Wednesday 10 June 2020



THE DAMP FEDORA introduces 1940's detective Nelle Callahan, gal gumshoe with gumption, with a case that struts its stuff like the breeze off a good Narragansett sail. Brisk. Brash. Knowing where the wind's coming from, and yet … wondering. Nelle's job? Cut through some slick con's shadow, lift a corner of chintz off the mist, let some truth shine in for the chippies and the chopper squad — you know — menfolk who measure themselves by how big their tommy guns really are.

In this outing, Nelle finds herself helping a damp fedora wearing Harry — who's not a Harry — Philadelphia Phillies first baseman Eddie Waitkus, MLB pitcher Paul Katcher and her OSS handler-agent, none other than former White Sox catcher Moe Berg.

Praise for THE DAMP FEDORA …

"Original, distinctive, and quirky, there's something legendary about Kate's writing. 'Writing' doesn't fully describe the evocative prose, it sings off the page with the sultriness of a Hollywood starlet and raps with the cool of the Rat Pack. I can't decide if she carries her pen in a holster on her stockinged thigh or in a violin case alongside her Tommy gun." — Matt Hilton, author of the international bestseller Joe Hunter thrillers

A 40s set novella featuring a confident female PI, Nelle Callahan. The Damp Fedora is the opener in author Kate Pilarcik's Callahan series, though I've yet to uncover a follow on from this one.

Callahan juggles a few cases here....... help the mysterious new client recover a will, try and get sidelined baseball man, Eddie Waitkus's career back on track and then go off gallivanting to help the OSS on some overseas mission. (The last event remains a work in progress.)

I did enjoy this one. There's an intriguing blend of fact and fiction surrounding the narrative. Some featured characters and events might be better known to an American reader and student of baseball history and personalities, than to this UK reader. But it was fun checking out Eddie Waitkus on Wikipedia after reading this. Moe Berg I had heard of previously. Paul Katcher and the A.J. Reach sports company were others interesting features. I enjoyed how Pilarcik wove some of their histories into the story.

Callahan is bold and brassy, pretty fearless and quick witted. Her mouth runs a mile a minute and Pilarcik has captured the persona and lingo of the era perfectly. Or at least as I've seen it portrayed in the tough guy films of the era.

The resolution to one of her cases did seem to be a bit too reliant on coincidence to be fully convincing for this reader and the second issue seemed to require no investigating as such, just a word in someone's ear. That said there was enough about it for me to keep an eye out for future installments whenever they may drop.
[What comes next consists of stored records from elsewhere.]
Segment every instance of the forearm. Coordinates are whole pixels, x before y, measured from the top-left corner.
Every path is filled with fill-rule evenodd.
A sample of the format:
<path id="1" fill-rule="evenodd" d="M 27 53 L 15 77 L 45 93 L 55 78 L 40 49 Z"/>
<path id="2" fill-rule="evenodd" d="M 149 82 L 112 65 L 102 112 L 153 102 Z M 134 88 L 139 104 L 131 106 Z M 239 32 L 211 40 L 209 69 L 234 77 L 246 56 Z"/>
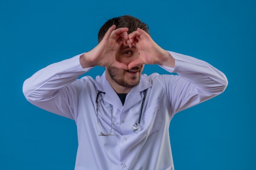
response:
<path id="1" fill-rule="evenodd" d="M 169 51 L 175 59 L 174 68 L 160 66 L 177 73 L 183 79 L 202 90 L 214 93 L 222 92 L 228 82 L 225 75 L 209 63 L 191 57 Z"/>
<path id="2" fill-rule="evenodd" d="M 26 80 L 23 86 L 25 97 L 38 100 L 50 96 L 89 71 L 91 68 L 82 68 L 79 60 L 80 55 L 51 64 Z"/>

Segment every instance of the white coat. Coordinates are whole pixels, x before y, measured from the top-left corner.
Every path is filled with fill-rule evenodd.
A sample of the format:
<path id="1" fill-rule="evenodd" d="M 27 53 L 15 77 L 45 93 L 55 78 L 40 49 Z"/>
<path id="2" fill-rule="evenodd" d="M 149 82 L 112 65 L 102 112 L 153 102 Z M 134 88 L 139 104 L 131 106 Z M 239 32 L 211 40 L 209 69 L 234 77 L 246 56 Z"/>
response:
<path id="1" fill-rule="evenodd" d="M 137 86 L 127 94 L 124 106 L 106 80 L 105 73 L 96 79 L 77 79 L 92 68 L 83 68 L 80 55 L 51 64 L 26 80 L 23 93 L 33 104 L 74 120 L 79 146 L 75 170 L 173 170 L 169 126 L 173 115 L 221 93 L 227 85 L 225 75 L 209 64 L 170 51 L 174 68 L 160 66 L 179 75 L 142 75 Z M 147 94 L 135 134 L 144 97 Z M 96 98 L 99 91 L 102 131 L 113 136 L 99 136 Z"/>

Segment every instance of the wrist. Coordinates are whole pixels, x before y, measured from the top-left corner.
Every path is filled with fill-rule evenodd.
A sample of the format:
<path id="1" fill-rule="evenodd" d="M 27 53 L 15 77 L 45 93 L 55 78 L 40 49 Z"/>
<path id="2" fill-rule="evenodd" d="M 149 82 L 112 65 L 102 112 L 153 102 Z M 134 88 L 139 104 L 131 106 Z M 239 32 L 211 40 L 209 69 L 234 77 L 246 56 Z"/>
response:
<path id="1" fill-rule="evenodd" d="M 91 67 L 95 66 L 89 60 L 90 54 L 88 52 L 85 53 L 80 56 L 79 61 L 83 68 Z"/>

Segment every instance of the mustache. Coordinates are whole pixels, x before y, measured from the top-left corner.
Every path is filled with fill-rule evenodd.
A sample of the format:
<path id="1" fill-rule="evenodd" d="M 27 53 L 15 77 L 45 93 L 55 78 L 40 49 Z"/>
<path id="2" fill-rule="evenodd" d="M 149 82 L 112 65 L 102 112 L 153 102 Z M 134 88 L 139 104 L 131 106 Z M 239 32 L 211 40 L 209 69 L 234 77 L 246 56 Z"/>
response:
<path id="1" fill-rule="evenodd" d="M 136 66 L 134 67 L 132 67 L 131 69 L 129 70 L 126 70 L 127 71 L 130 71 L 130 70 L 141 70 L 141 67 L 140 66 Z"/>

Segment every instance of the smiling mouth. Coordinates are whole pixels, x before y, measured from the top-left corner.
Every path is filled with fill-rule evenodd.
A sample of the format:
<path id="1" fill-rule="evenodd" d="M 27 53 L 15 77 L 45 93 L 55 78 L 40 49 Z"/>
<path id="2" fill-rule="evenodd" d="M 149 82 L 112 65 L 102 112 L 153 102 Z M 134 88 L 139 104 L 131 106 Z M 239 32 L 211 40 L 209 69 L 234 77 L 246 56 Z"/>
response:
<path id="1" fill-rule="evenodd" d="M 130 72 L 130 73 L 136 73 L 137 71 L 139 71 L 139 70 L 126 70 L 126 71 L 128 72 Z"/>

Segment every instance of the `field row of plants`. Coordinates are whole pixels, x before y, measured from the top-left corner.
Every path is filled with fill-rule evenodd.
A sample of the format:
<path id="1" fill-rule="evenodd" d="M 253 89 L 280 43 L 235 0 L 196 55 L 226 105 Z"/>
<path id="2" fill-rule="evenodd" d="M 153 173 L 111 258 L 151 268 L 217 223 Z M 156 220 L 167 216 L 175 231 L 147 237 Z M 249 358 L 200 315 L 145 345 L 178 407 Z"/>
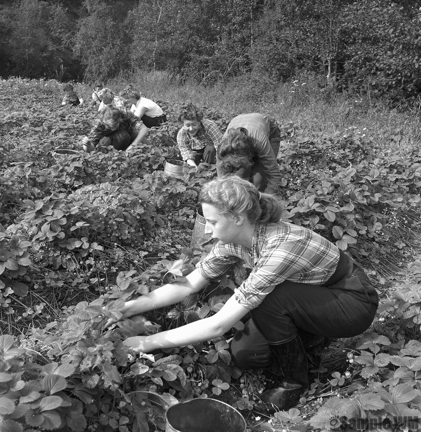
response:
<path id="1" fill-rule="evenodd" d="M 136 357 L 122 343 L 129 323 L 104 328 L 122 302 L 186 274 L 206 253 L 200 242 L 192 247 L 192 230 L 215 167 L 187 168 L 176 178 L 163 172 L 166 159 L 180 159 L 179 101 L 159 101 L 169 121 L 151 131 L 150 146 L 63 157 L 54 150 L 81 149 L 96 109 L 59 106 L 54 82 L 1 83 L 2 430 L 163 430 L 168 406 L 210 397 L 244 410 L 255 431 L 348 430 L 356 419 L 365 430 L 379 418 L 394 430 L 416 429 L 409 417 L 421 419 L 418 145 L 392 152 L 356 129 L 310 133 L 281 124 L 283 217 L 359 260 L 381 303 L 369 332 L 331 346 L 297 409 L 261 418 L 252 408 L 264 379 L 232 362 L 236 329 Z M 237 114 L 209 107 L 205 115 L 223 131 Z M 239 266 L 138 325 L 150 334 L 207 316 L 245 276 Z"/>

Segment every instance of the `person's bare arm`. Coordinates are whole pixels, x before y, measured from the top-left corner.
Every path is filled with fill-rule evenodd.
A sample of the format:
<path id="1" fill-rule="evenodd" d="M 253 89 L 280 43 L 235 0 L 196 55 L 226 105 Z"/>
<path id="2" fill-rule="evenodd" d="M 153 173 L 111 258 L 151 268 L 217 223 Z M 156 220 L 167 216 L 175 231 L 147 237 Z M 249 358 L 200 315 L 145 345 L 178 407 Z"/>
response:
<path id="1" fill-rule="evenodd" d="M 249 309 L 237 302 L 233 295 L 215 315 L 149 336 L 128 337 L 124 343 L 136 353 L 149 353 L 158 349 L 210 340 L 222 336 L 249 311 Z"/>

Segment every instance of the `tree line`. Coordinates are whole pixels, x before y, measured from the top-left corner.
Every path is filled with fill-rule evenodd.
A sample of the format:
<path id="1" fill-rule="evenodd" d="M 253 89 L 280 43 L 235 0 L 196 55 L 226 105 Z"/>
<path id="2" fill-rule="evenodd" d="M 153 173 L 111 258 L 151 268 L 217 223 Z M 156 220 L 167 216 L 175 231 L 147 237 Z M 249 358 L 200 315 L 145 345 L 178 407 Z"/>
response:
<path id="1" fill-rule="evenodd" d="M 421 91 L 421 8 L 385 0 L 19 0 L 0 6 L 0 75 L 94 81 L 169 70 L 389 97 Z"/>

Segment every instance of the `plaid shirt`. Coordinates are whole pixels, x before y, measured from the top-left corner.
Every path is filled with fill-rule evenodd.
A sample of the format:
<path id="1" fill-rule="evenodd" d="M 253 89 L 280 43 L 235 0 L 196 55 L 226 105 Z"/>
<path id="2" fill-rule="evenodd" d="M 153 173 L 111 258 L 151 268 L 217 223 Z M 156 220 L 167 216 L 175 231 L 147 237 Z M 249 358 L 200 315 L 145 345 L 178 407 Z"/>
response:
<path id="1" fill-rule="evenodd" d="M 101 102 L 101 101 L 99 100 L 99 98 L 98 97 L 98 93 L 96 92 L 94 92 L 92 93 L 92 100 L 95 101 L 95 102 Z M 101 104 L 100 104 L 101 105 Z"/>
<path id="2" fill-rule="evenodd" d="M 226 130 L 240 127 L 245 127 L 252 138 L 254 153 L 253 160 L 263 165 L 267 179 L 267 186 L 265 192 L 267 194 L 276 194 L 281 186 L 281 173 L 276 156 L 273 154 L 273 150 L 269 142 L 269 118 L 257 112 L 240 114 L 229 122 Z M 225 138 L 226 135 L 226 131 L 223 138 Z"/>
<path id="3" fill-rule="evenodd" d="M 177 143 L 183 160 L 186 161 L 194 159 L 194 150 L 201 150 L 209 143 L 213 143 L 217 149 L 222 138 L 222 134 L 216 123 L 204 119 L 201 121 L 195 135 L 188 133 L 184 127 L 180 129 L 177 134 Z"/>
<path id="4" fill-rule="evenodd" d="M 239 245 L 216 245 L 196 268 L 207 279 L 224 274 L 233 264 L 252 268 L 234 292 L 236 299 L 248 309 L 257 307 L 285 280 L 322 286 L 333 274 L 339 250 L 308 228 L 287 222 L 258 224 L 251 250 Z"/>
<path id="5" fill-rule="evenodd" d="M 116 130 L 120 130 L 124 129 L 125 130 L 127 130 L 129 133 L 135 130 L 140 130 L 143 122 L 132 112 L 130 112 L 127 108 L 119 109 L 121 111 L 122 118 L 120 120 L 120 124 Z M 96 146 L 102 138 L 107 137 L 107 135 L 110 135 L 114 131 L 107 129 L 102 124 L 99 118 L 97 117 L 94 121 L 88 137 L 91 139 L 92 144 Z"/>

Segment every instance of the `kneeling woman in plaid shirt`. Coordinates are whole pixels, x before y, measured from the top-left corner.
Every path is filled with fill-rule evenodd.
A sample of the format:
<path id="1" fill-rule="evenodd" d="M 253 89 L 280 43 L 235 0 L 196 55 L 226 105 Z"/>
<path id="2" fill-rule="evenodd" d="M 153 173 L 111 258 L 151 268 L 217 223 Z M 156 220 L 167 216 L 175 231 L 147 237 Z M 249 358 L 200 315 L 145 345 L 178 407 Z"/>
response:
<path id="1" fill-rule="evenodd" d="M 214 315 L 125 343 L 148 353 L 209 340 L 248 314 L 244 329 L 231 342 L 233 359 L 243 368 L 274 364 L 277 377 L 254 409 L 287 410 L 308 386 L 308 359 L 312 368 L 329 338 L 366 330 L 377 309 L 377 293 L 347 255 L 311 230 L 280 221 L 280 202 L 247 180 L 213 180 L 203 187 L 199 201 L 205 232 L 217 244 L 184 281 L 126 302 L 123 317 L 180 302 L 234 264 L 245 264 L 249 276 Z"/>
<path id="2" fill-rule="evenodd" d="M 222 138 L 216 123 L 204 119 L 202 108 L 190 102 L 179 107 L 176 115 L 179 124 L 182 125 L 177 134 L 177 143 L 183 160 L 192 166 L 201 162 L 215 163 Z"/>
<path id="3" fill-rule="evenodd" d="M 112 146 L 116 150 L 127 150 L 132 144 L 149 144 L 149 131 L 141 121 L 127 108 L 106 105 L 94 121 L 91 132 L 81 141 L 85 152 L 94 151 L 98 144 Z"/>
I loved the setting and the mainly coffee shop back drop to most of the events. There's an interesting dynamic between Nelle and the owner, Albie. Albie almost seems like Nelle's guardian or protector. We also learn bits about her family history, something she doesn't spend too much time dwelling on.

4 from 5

Read - June, 2020
Published - 2016
Page count - 121
Source - purchased copy
Format - kindle read on laptop


  1. You know, Col, this does appeal to me. It's not that I'm such devotee of baseball ('though I do enjoy the game and know a tiny bit about it). But I like stories where I can learn something. Besides, the time and place (I lived in Philadelphia for many years) and context interest me, too. Glad you enjoyed this.

    1. Margot, I hope you enjoy it if you do get around to reading it. I must admit I find baseball confusing, but I enjoyed the characters that appeared here.

  2. Lady Margot ~ Read it! Read it! (gently nudged, I assure you) . . . The fact that the fine fella who finds American baseball confusing hit the dynamics of this review "outta da park" is an honour. Simply and strongly, wordsmithers value those who traipse the trail they mark.